J. Eberhardsteiner, H.A. Mang, P. Torzicky:
"Hybrid BE-FE Stress Analysis of the Excavation of a Tunnel Bifurcation on the Basis of a Substructuring Technique";
in: "Advances in Boundary Element Techniques", J.H. Kane, G. Maier, N. Tosaka, S.N. Atluri (Hrg.); Springer, 1993, S. 105 - 128.



Kurzfassung englisch:
A realistic mechanical simulation of the driving of a tunnel under complex geological conditions and an economic design of non-regular cross-sections of tunnels, as occuring at a station or at tunnel bifurcations, require the use of three-dimensional (3D) numerical analysis procedures [1]. One way to analyze such complicated geotechnical problems is to use the conventional finite element method (FEM). However, in order to approximate the boundary conditions at infinity adequately, because of the large spatial dimensions of the analysis models for solving geotechnical problems a realistic FE model requires a relatively large numer of three-dimensional finite elements, resulting in very large requirements of computing time. In order to reduce these requirements, for three-dimensional elasto-plastic stress analysis of the driving of a tunnel by means of the New Austrian Tunnelling Method, consisting of a sequence of excavation steps and of securing these partial excavations by a shotcrete shell, the coupling of boundary element (BE) and Fe discretizations is suggested. The use of such a hybrid analysis technique enables exploiting the complementary advantages of the BEM and the FEM. Hence, the "near-field", including the interior of the tunnel, the shotcrete shell and its outer vicinity, where stress concentrations and plastic deformations may occur, is discretized by the FEM. The boundary of the elastic "far-field" and the coupling surface of the BE subregion are discretized by the BEM. The coupling of the two discretizations is expected to provide a more efficient solution technique for stress analysis of the driving of tunnels.

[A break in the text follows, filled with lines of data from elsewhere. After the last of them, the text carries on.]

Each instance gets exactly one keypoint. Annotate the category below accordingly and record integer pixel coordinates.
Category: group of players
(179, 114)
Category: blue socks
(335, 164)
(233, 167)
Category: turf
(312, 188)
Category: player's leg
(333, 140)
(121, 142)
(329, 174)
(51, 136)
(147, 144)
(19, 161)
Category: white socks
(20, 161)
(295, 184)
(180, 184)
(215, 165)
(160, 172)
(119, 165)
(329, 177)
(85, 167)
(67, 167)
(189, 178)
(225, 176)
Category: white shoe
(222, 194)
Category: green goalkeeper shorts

The hybrid BE-FE discretization technique used int his paper was developed by Li, Han, Mang and Torzicky [2]. The basic idea of coupling BE and FE discretization of solids goes back to Zienkiewicz, Kelly and Bettess [3]. In the field of stress analysis of tunnels by means of a coupled BE-FE approach, work by Beer and Swoboda [4] as well as by Dallmann [5] should be mentioned. Chen, Hofstetter, Li, Mang and Torzicky [6] as well as Eberhardsteiner, Mang and Torzicky [7] extended the coupling method, proposed in [2], considering the inhomogeneity and the transverse isotropy of the rock mass into which the tunnel is driven.

In the followingm the theoretical fundamentals of the developed hybrid BE-FE method will be presented with an emphasis on the special situation resulting from the excavation, that is, from changes of the original domain. Thereafter, a detailed comment on the mechanical inconsistency of symmetrizing the unsymmetric coupling laod stiffness matrix resulting form hybrid BE-FE discretizations will be made. This topic is important insofar as little experience about the influence of such a symmetrization on the solution of "nonacademic" problems is available. After presentation of the theoretical fundamentals, a detailed description of a substructuring technique on the basis of a multistep condensation of nodal degrees of freedom is given. The condensation strategy is used for the numerical computations. The numerical investigation contains characteristic results from a 3D elasto-plastic hybrid BE-FE stress analysis of the driving of a tunnel bifurcation in the area of a station of Vienna's underground line U3. Moreover, results from comparative numerical studies are presented to quantify the influence of three parameters on the deformation or on the stress state of the investigated tunnel. These parameters are the location of the coupling interface, the development of the stiffness of the shotcrete used for the shotcrete shell, and the symmetrization of the coupling stiffness matrix.

[1] Duddeck, H.: Application of numerical analyses for tunnelling. International Journal for Numerical and Analytical Methods in Geomechanics, Vol. 15, 223-239, 1991.

[2] Li, H.-B.; Han, G.-M.; Mang, H.A.; Torzicky, P.: A new method for the coupling of finite-element and boundary-element discretized subdomains of elastic bodies. Computer Methods in Applied Mechanics and Engineering, Vol. 54, 161-185, 1986.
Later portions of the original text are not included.